I saw the following comment through an online group that I moderate. The specific subject is one of reasonably deep theology and philosophy but I thought I'd post it here because it points to a broader topic -the possibility, in every endevour of life, of recovering a more poetic orentation on language rather than tying words down to hard and fast meanings and then goint to war with each other over the results.
Here is the snippet from the forum:
Quote:
"For without God we cannot, without us, God will not. So push out into deeper water." - John Dominic Crossan
Respondent:
This bothers me, as it yet infers the old 'God-human' hierarchy, all the while sounding 'progressive'
Adrian's response:
I'm sure many would share your concern. I wonder though with this concern whether we risk adopting hard definitions of certain words and then rejecting the whole statement based on those definitions? That is, as much as we think of ourselves as anti-literal we end up becoming very literal.

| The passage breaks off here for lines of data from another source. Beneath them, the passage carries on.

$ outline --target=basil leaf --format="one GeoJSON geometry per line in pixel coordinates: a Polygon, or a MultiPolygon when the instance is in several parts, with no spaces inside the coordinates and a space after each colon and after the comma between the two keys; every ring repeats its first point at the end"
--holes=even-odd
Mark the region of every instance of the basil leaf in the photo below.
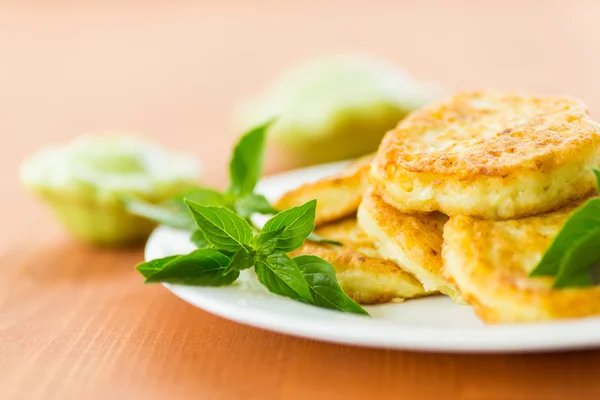
{"type": "Polygon", "coordinates": [[[202,206],[186,200],[192,217],[215,249],[236,252],[254,236],[245,219],[224,207],[202,206]]]}
{"type": "Polygon", "coordinates": [[[125,209],[134,215],[154,221],[160,225],[178,229],[190,229],[194,221],[184,208],[152,204],[132,197],[124,198],[125,209]]]}
{"type": "Polygon", "coordinates": [[[146,283],[168,282],[195,286],[230,285],[238,271],[225,273],[231,259],[213,249],[200,249],[175,257],[146,278],[146,283]]]}
{"type": "Polygon", "coordinates": [[[260,283],[272,293],[312,304],[308,283],[294,260],[284,252],[258,257],[254,270],[260,283]]]}
{"type": "Polygon", "coordinates": [[[203,206],[222,206],[228,207],[229,200],[223,193],[218,192],[214,189],[197,187],[194,189],[187,190],[179,195],[175,196],[169,202],[186,210],[185,200],[193,201],[194,203],[202,204],[203,206]]]}
{"type": "Polygon", "coordinates": [[[304,239],[315,229],[315,209],[317,201],[285,210],[271,218],[262,229],[262,232],[272,232],[284,227],[279,236],[277,250],[289,253],[302,246],[304,239]]]}
{"type": "Polygon", "coordinates": [[[243,270],[248,269],[254,265],[254,254],[246,249],[239,249],[233,255],[231,264],[229,264],[229,270],[243,270]]]}
{"type": "Polygon", "coordinates": [[[194,232],[192,232],[190,241],[199,249],[210,246],[210,242],[206,239],[204,232],[202,232],[200,229],[196,229],[194,232]]]}
{"type": "Polygon", "coordinates": [[[571,214],[550,248],[544,253],[542,260],[529,275],[556,276],[559,270],[577,268],[574,264],[563,262],[563,258],[582,238],[590,237],[598,231],[600,231],[600,199],[594,198],[571,214]]]}
{"type": "Polygon", "coordinates": [[[167,265],[169,262],[173,261],[179,256],[169,256],[165,258],[157,258],[156,260],[146,261],[143,263],[139,263],[135,268],[138,270],[140,274],[144,278],[148,278],[154,275],[156,272],[160,271],[167,265]]]}
{"type": "Polygon", "coordinates": [[[356,304],[340,287],[333,266],[317,256],[298,256],[294,258],[298,269],[308,282],[314,304],[355,314],[369,315],[356,304]]]}
{"type": "Polygon", "coordinates": [[[315,242],[315,243],[325,243],[325,244],[333,244],[335,246],[343,246],[342,242],[338,242],[337,240],[332,240],[332,239],[324,238],[323,236],[317,235],[314,232],[311,233],[310,235],[308,235],[308,237],[306,238],[306,240],[309,240],[309,241],[315,242]]]}
{"type": "Polygon", "coordinates": [[[254,213],[257,214],[277,214],[277,211],[265,196],[252,193],[240,197],[235,202],[235,211],[242,218],[247,218],[254,213]]]}
{"type": "Polygon", "coordinates": [[[273,121],[260,125],[244,134],[235,148],[229,163],[229,192],[236,197],[248,195],[260,178],[265,153],[265,136],[273,121]]]}
{"type": "Polygon", "coordinates": [[[596,190],[600,191],[600,169],[592,168],[592,172],[596,177],[596,190]]]}
{"type": "Polygon", "coordinates": [[[191,229],[194,226],[194,221],[185,205],[185,198],[203,205],[228,205],[228,200],[223,193],[203,187],[188,189],[160,204],[149,203],[134,197],[124,198],[123,203],[131,214],[149,219],[160,225],[178,229],[191,229]]]}
{"type": "Polygon", "coordinates": [[[600,229],[582,237],[563,257],[554,287],[585,287],[597,284],[599,245],[600,229]]]}
{"type": "Polygon", "coordinates": [[[279,237],[285,230],[285,227],[281,227],[275,231],[259,233],[254,237],[252,241],[253,247],[258,254],[268,255],[275,251],[279,237]]]}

I wonder whether the point of a progressive, emergent or generative understanding is less to "constrain" words and then prohibit people from using those words together and more to help people understand words poetically, metaphorically and allegorically?
For sure, I can interpret "God" as absent deity and "us" as separate, hopeless humanity. I know many people do use those definitions. If I were to use such an interpretation I would find Crossan's words disturbing. But the poetry of this piece could also suggest "God" as ground/source of being and "us" as being, in the flesh. Then the whole picture Crossan paints is one of "ambient divinity" - divinity everywhere.
With such poetic meanings Crossan’s whole expression becomes ripe with possibility. And we can push that even further by looking at the words “cannot” and “will not” which are used in this prose. At its roots, “cannot” expresses something about unknowing or to not know. At their roots, “will not”, says something of choice being removed.
So without the ground of being – without the very source of possibility and limitation – we (the living, manifest beings) would be “undefined” or “not able to be separately known.”
……and equally….
Without manifest beings – those beings that take all of the rich possibilities of the ground of being and come to life in splendid diversity - then choices are limited and life diminishes.
When read this way the “push out into deeper water” piece rounds this all out so wonderfully. It tells us to explore the depths and breadths of life’s possibility and limitations. It’s all divine!
Words are always imprecise tools. I wonder whether we can help people to love that imprecision and infer meaning humbly?